With the increase of temperature, the liquid fraction in the microstructure increased. The solid grains were separated by the liquid films and difficult to contact each other, which limited the effect of coalescence mechanism. Therefore, the dominant mechanism of grain growth was the Ostwald ripening mechanism at 1360 °C, 1364 °C, and 1367 °C. As shown in Figure 4, Figure 5 and Figure 6, with the increase of soaking time, many small liquid droplets aggregated and formed large drops, and some of them broke the grain boundaries to form vermiculate grains (see the red ellipses) and tiny spherical grains (see the cyan round frames). It should be noted that when GH3536 billets were heated for 120 min at 1364 °C and 1367 °C, the solid grains in the microstructure had irregular shapes and large sizes. Due to the high temperature and long soaking time, the effect of grain refinement and spheroidization was poor. It indicated that the semi-solid isothermal treatment needed to be conducted at a suitable temperature and time interval. In this work, the optimum parameters for preparing semi-solid billets of GH3536 alloy were: temperature of 1364–1367 °C and soaking time of 60–90 min.

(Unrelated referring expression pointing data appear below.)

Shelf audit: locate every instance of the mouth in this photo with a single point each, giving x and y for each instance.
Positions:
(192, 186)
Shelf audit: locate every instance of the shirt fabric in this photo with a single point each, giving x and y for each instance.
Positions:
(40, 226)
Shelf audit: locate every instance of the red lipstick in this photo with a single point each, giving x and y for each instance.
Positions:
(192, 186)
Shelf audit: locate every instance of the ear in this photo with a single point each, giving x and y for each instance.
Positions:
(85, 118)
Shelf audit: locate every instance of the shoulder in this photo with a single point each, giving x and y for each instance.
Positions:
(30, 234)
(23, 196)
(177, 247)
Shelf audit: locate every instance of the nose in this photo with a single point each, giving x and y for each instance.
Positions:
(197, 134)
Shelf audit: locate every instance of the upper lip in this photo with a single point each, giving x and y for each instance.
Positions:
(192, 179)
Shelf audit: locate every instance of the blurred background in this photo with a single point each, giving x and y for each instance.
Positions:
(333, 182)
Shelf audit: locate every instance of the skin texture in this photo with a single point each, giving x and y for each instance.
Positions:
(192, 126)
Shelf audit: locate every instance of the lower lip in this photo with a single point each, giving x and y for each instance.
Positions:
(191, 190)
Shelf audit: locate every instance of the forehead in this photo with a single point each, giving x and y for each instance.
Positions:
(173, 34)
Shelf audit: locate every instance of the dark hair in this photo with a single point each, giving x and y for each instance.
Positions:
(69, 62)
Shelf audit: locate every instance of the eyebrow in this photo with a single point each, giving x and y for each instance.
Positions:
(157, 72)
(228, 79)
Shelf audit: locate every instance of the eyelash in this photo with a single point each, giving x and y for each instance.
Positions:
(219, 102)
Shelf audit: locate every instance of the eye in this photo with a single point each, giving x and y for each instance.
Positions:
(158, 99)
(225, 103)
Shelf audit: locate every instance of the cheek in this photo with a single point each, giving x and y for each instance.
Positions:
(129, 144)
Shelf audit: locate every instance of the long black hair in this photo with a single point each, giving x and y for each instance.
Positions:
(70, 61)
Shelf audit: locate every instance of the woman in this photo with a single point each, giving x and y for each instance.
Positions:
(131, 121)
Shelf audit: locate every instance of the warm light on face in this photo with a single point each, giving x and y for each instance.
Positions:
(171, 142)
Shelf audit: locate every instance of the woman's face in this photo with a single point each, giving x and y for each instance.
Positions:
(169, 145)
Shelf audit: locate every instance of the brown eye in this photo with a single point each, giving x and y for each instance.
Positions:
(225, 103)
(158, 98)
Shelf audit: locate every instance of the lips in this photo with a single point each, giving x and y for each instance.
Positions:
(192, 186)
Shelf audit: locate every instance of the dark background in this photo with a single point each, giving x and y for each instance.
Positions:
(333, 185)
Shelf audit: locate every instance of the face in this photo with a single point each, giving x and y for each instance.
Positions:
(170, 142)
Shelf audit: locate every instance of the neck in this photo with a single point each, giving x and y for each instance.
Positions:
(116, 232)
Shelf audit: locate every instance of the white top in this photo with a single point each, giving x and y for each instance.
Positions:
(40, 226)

Meng et al. [25] pointed out that the incipient melting occurred in the regions with a low melting point during the semi-solid isothermal treatment. In the process of heating, component segregation occurred on the grain boundaries and in the grain interiors, leading to the enrichment of a large number of alloying elements at these regions. As the result of incipient melting, the grain boundary liquid films and intragranular liquid droplets were formed [33,34]. After rapid quenching, these liquid phases were transformed into eutectic components. The EDS results in Table 1 and Figure 10 revealed that the eutectic components of GH3536 semi-solid billets were rich in Cr, Mo, and Nb, which proved that element segregation occurred in the liquid phases.

5. Conclusions

In order to verify the feasibility of semi-solid billets of GH3536 alloy prepared by SSITWS method, extruded GH3536 samples were directly heated to semi-solid temperatures and soaked for 5–120 min. The microstructure evolution during isothermal treatment was studied and the precipitates were characterized. The main conclusions were as follows:

• The microstructure of GH3536 semi-solid billets consisted of solid particles and liquid phases. The liquid phases were composed of intragranular liquid droplets and grain boundary liquid films.
• The heating temperature and soaking time had significant effects on the microstructure of GH3536 billets. The optimum parameters for fabricating GH3536 semi-solid billets were temperature of 1364–1367 °C and soaking time of 60–90 min. At these conditions, the solid grains had spherical shapes and suitable grain sizes.
• The microstructure evolution of GH3536 alloy was affected by the coalescence mechanism, Ostwald ripening mechanism and breaking up mechanism. The coalescence mechanism was dominant at short soaking times and low liquid fractions, while the Ostwald ripening mechanism worked at long heating times and high liquid fractions. When the intragranular liquid droplets were large enough, the breaking up mechanism occurred, resulting in the formation of vermiculate grains.
• The SEM observations and EDS results indicated that the eutectic components rich in Cr, Mo, and Nb were transformed from the grain boundary liquid films and intragranular liquid droplets after rapid quenching.